BIS Suggests Interventions, Regulation for Tackling Hot Money

(Bloomberg) -- Foreign exchange interventions and macroprudential policy are tools available to emerging-market central banks for coping with hot money flowing through their economies, according to the Bank for International Settlements.

Emerging markets are frequently buffeted by in- and outflows of foreign capital, which can affect exports and asset prices, and feed through to inflation. That makes them susceptible to shocks if those flows suddenly change.

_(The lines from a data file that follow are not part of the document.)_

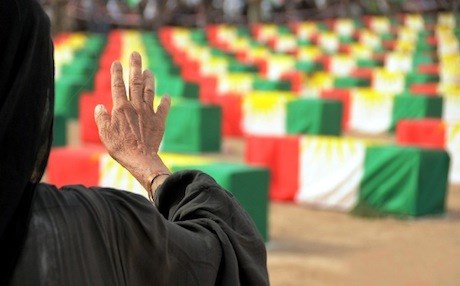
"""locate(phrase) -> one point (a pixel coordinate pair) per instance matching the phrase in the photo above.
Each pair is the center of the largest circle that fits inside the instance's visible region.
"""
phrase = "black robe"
(197, 234)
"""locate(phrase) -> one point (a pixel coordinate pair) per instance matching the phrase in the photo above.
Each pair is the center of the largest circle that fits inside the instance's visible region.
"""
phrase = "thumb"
(102, 117)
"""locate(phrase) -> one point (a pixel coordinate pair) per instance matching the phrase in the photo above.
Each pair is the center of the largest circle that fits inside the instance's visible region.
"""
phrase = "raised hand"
(133, 132)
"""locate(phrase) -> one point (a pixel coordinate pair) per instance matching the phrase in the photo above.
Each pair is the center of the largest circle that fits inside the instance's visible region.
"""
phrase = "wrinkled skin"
(133, 132)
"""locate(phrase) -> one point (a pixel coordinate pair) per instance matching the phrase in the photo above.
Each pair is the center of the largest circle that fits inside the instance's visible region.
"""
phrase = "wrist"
(157, 180)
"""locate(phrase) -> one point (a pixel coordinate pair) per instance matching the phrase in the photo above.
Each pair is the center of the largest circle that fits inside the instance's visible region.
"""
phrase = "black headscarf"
(26, 115)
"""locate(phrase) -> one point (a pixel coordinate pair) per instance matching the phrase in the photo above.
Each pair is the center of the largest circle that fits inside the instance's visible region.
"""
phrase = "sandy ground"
(317, 247)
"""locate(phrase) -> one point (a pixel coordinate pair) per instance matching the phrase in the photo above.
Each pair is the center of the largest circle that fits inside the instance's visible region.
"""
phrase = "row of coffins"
(283, 114)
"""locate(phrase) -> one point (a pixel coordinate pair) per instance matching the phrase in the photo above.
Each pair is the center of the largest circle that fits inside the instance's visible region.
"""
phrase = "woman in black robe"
(194, 232)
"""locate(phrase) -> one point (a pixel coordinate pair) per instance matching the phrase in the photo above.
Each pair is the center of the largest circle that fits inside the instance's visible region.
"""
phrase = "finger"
(135, 80)
(118, 85)
(163, 108)
(149, 88)
(102, 118)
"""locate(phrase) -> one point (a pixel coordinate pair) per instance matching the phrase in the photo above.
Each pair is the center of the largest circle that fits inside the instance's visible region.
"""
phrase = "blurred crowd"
(101, 15)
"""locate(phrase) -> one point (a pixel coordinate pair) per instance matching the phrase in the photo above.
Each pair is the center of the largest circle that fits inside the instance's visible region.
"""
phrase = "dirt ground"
(317, 247)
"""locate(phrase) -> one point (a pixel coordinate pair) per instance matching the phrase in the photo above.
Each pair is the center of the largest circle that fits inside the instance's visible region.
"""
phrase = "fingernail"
(100, 108)
(135, 56)
(116, 65)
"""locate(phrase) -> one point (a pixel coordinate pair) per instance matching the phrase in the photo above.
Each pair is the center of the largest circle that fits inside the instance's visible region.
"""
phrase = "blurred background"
(336, 124)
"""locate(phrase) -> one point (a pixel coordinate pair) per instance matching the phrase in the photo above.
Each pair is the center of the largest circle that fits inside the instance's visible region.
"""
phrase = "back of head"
(26, 115)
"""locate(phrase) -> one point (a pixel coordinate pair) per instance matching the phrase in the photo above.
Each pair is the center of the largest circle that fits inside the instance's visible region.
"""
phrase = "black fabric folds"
(197, 235)
(26, 114)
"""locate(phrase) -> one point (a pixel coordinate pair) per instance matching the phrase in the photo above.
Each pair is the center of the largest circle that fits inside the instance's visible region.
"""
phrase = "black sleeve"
(192, 199)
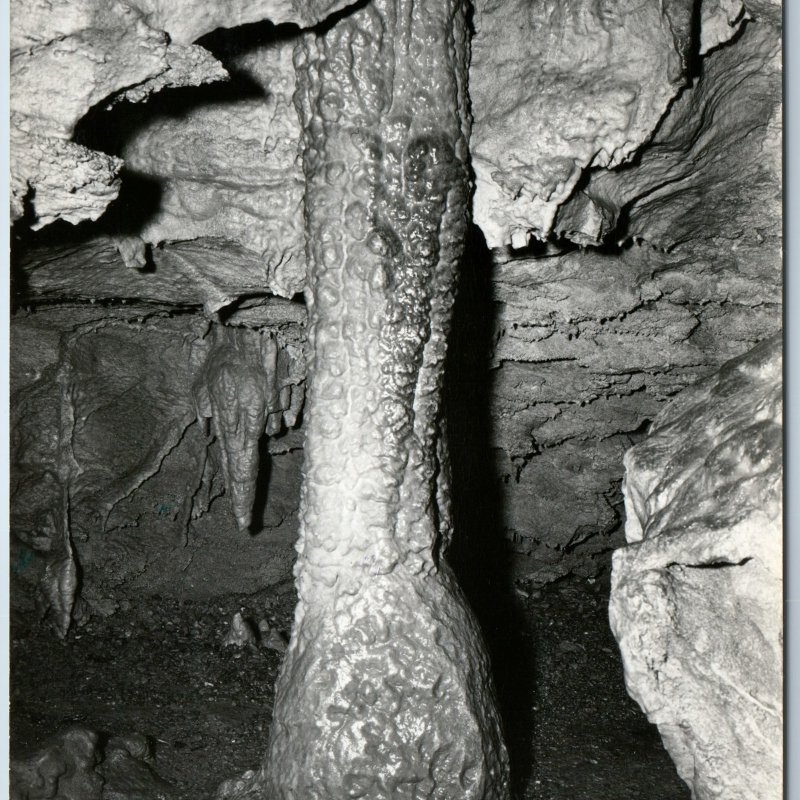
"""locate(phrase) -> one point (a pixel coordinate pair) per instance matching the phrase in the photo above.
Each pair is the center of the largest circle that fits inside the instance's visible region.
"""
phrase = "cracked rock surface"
(574, 85)
(696, 597)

BIS Suggests Interventions, Regulation for Tackling Hot Money

The Asian financial crisis two decades ago erupted when Thailand abandoned its currency peg, and more recently, Turkey suffered a slump in the lira and a market rout in 2018 after it was hit with U.S. sanctions. In recent years, interest rates in major economies have sent investors overseas in search of yield, ultimately leading to a buildup of indebtedness in emerging markets.

“In some places, the debt is already approaching a level where yellow lights are blinking, though not red yet,” BIS General Manager Agustin Carstens said in an interview accompanying the institution’s annual economic report.

Read more: emerging economies need new tools for hot money, BIS Says

The BIS has long called for higher interest rates to prevent asset-price bubbles, yet in the publication suggested central banks think about using macroprudential tools to address financial system imbalances.

“The experience of the past two decades indicates that macroprudential measures do help improve the trade-offs monetary policy faces, including those in connection with capital flow and associated exchange rate fluctuations,” according to the BIS.